Charles Fee has been thinking about sledgehammers.
The producing artistic director of Great Lakes Theater began testing them in early December as part of the special effects for the iconic hobbling scene from Stephen King’s Misery, made famous on film by a demented Kathy Bates. On Feb. 16, Fee and his company bring the stage adaptation of the claustrophobic thriller to Cleveland for its Midwest premiere.
“It’s a trick, of course,” says Fee, of the sledgehammering. “I would never give it away! One never gives away the tricks of stage illusion!”
While Great Lakes Theater is best known for its commanding Shakespeare productions and annual runs of A Christmas Carol, it has staged more thrillers in recent years. Productions of Dial “M” For Murder and The Mousetrap were hugely popular. So Fee dove deeper into the dark side with Misery, which is followed in March by Shakespeare’s epic tragedy, Macbeth.

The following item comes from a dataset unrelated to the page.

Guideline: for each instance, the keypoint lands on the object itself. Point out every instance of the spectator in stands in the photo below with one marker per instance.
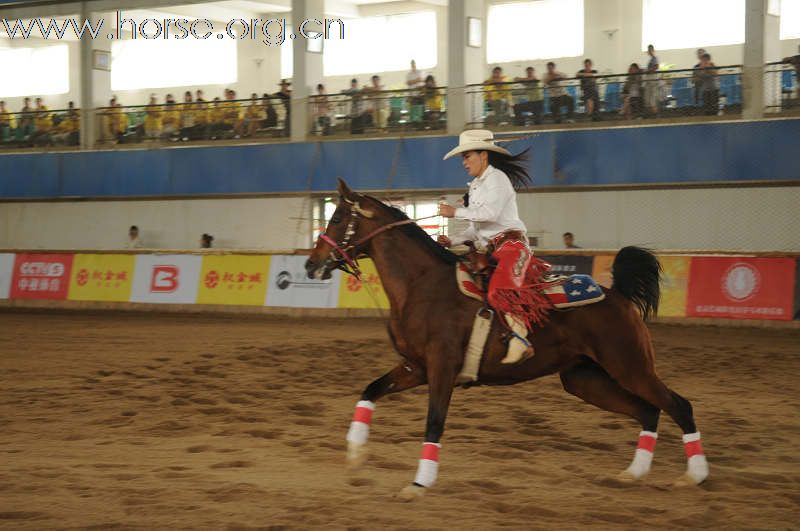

“What we’re drawn to in both plays is the psychological journey and landscape of people acting under extreme pressures, and finding out very dark truths about the possibilities of some human experiences,” says Fee.
The production also marks the return of Cleveland theater legend Andrew May, a former Great Lakes Theater associate artistic director who appears in his first starring role with the company since 2009. Since then, the actor starred in the 2013 national tour of War Horse and a number of plays at the Utah Shakespeare Festival.
He and Fee began discussing his possible return more than two years ago, but were waiting for the right role. For May, that was Misery’s embattled novelist Paul Sheldon. May will also appear in Macbeth and is considering staying in Cleveland through 2018.
“We want him back, and he wants to play with us,” says Fee. “It will just depend on other opportunities he has at the time.”
For the squeamish, Fee says, Misery’s special effects won’t be too graphic.
“They’re terrifying and exciting,” says Fee, “but in a way that gives you a little bit of distance as an audience, which I believe thrillers always need.”